Der Support hat leider keine Befugniss das ohne Prüfung des Buchungscenter rückgängig zu machen . 

Wir werden wohl hoffendlich Anfang der Woche wieder online geschaltet , also werden wir uns bis dahin noch gedulden müssen . 

Wünsche Euch allen ein schönes Wochenende und hoffe das wir uns schnellstmöglich wieder sehen


----------



## koifischfan (4. Jan. 2014)

*AW: Teichforum NRW down*

Hallo Bine,

ist schon dumm, aber leider nicht zu ändern. Es wird schon wieder.


----------



## Ranger 1281 (5. Jan. 2014)

*AW: Teichforum NRW down*

Hallo Bine,

na wenn es nichts schlimmeres ist....

das werden wir überleben....

Viel schöner finde ich jedoch, dass ich meinem Riecher trauen konnte und hier tatsächlich eine Info, bezüglich des Teichforums NRW gefunden habe.

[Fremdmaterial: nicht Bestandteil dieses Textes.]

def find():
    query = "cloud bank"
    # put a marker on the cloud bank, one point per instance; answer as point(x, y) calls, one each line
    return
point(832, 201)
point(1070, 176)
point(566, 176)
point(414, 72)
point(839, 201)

Ein dickes  an die Macher von Hobby- Gartenteich, auch wenn ich hier überwiegend als Leser unterwegs bin.

LG
Ralf


----------



## Moonlight (5. Jan. 2014)

*AW: Teichforum NRW down*

Hey Ralf, 

Zeit das zu ändern... meinste nicht 

Mandy


----------



## Bine (6. Jan. 2014)

*AW: Teichforum NRW down*

Hallo , 

Teichforum- NRW ist wieder online 

Nochmal vielen Dank an Annett und Hobby Gartenteich


----------



## Annett (6. Jan. 2014)

*AW: Teichforum NRW down*

Hallo Bine,

gern geschehen.
Hatten wir doch selbst erst vor einiger Zeit so unsere Probleme mit dem Hoster....


----------



## koifischfan (6. Jan. 2014)

*AW: Teichforum NRW down*

Hallo Bine,

vielen Dank für die Rückmeldung. Auf geht's.:sekt


----------